Ses parents, polonais, émigrent aux États-Unis en 1902, l’emmenant. Ayant commencé des études de violon, Maurice Eisenberg se tourne vers le violoncelle qu’il étudie au Conservatoire Peabody de Baltimore[2].
Soliste de l’Orchestre de Philadelphie dès 1916 sous la direction de Stokowski, il entre en 1918 au Philharmonique de New York alors sous la direction de Walter Damrosch[2]. Il rencontre Pablo Casals en 1921 au cours d’une tournée de ce dernier aux États-Unis. Avec le soutien de Casals, il se perfectionne en Europe avec des personnalités comme Julius Klengel, Hugo Becker, Nadia Boulanger, Diran Alexanian et Casals lui-même avec lequel une amitié s’établit[3].

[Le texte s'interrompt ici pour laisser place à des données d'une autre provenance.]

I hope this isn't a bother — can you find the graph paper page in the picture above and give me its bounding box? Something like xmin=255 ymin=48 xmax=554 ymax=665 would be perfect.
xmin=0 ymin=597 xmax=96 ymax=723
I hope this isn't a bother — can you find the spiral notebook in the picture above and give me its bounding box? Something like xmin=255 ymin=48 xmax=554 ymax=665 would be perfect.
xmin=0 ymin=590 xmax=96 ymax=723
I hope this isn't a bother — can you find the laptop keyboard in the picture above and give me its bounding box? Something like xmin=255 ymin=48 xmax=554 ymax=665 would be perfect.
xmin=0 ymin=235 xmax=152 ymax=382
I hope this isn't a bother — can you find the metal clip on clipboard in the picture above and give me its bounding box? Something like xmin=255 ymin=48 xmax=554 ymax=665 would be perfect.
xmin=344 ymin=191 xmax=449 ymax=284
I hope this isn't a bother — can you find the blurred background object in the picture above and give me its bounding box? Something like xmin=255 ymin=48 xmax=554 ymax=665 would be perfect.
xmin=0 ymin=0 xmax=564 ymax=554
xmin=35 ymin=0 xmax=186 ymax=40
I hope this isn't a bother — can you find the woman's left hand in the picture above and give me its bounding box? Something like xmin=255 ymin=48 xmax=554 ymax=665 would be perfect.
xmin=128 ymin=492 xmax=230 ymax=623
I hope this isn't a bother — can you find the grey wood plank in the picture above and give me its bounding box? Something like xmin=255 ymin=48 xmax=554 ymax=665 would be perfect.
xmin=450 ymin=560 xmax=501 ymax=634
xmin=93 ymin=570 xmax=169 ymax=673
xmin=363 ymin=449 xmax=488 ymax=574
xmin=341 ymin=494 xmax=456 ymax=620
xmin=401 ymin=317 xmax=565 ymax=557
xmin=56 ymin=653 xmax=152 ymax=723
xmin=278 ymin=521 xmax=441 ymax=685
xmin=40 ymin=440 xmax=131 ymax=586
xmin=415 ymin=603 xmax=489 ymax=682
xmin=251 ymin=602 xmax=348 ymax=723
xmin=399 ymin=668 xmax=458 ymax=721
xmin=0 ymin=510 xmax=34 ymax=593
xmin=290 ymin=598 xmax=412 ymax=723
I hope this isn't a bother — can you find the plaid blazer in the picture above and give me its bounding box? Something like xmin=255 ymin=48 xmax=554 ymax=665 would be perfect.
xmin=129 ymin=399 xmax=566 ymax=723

Entre 1926 et 1939, il se partage entre concerts et enseignement en Europe :
Aux États-Unis, il enseigne à l’Académie de Musique de Philadelphie, à l’Université de Californie du Sud ainsi qu’à la Cambridge Longy School[4] (Massachusetts) et, pendant les dix dernières années de sa vie, à l’Académie Internationale de Cascais (Portugal)[3].
À la fin de sa vie, Maurice Eisenberg enseigne également à la « Juilliard School of Music » où il meurt en 1972 au cours d’une leçon qu’il y donne[2].
Le livre Cello Playing of Today de Maurice Eisenberg, initialement publié en 1957, a été réédité maintes fois.
Son élève Michael Masters s'est chargé de la publication posthume de l’édition annotée des Suites pour violoncelle seul de Bach que Maurice Eisenberg avait préparée[2].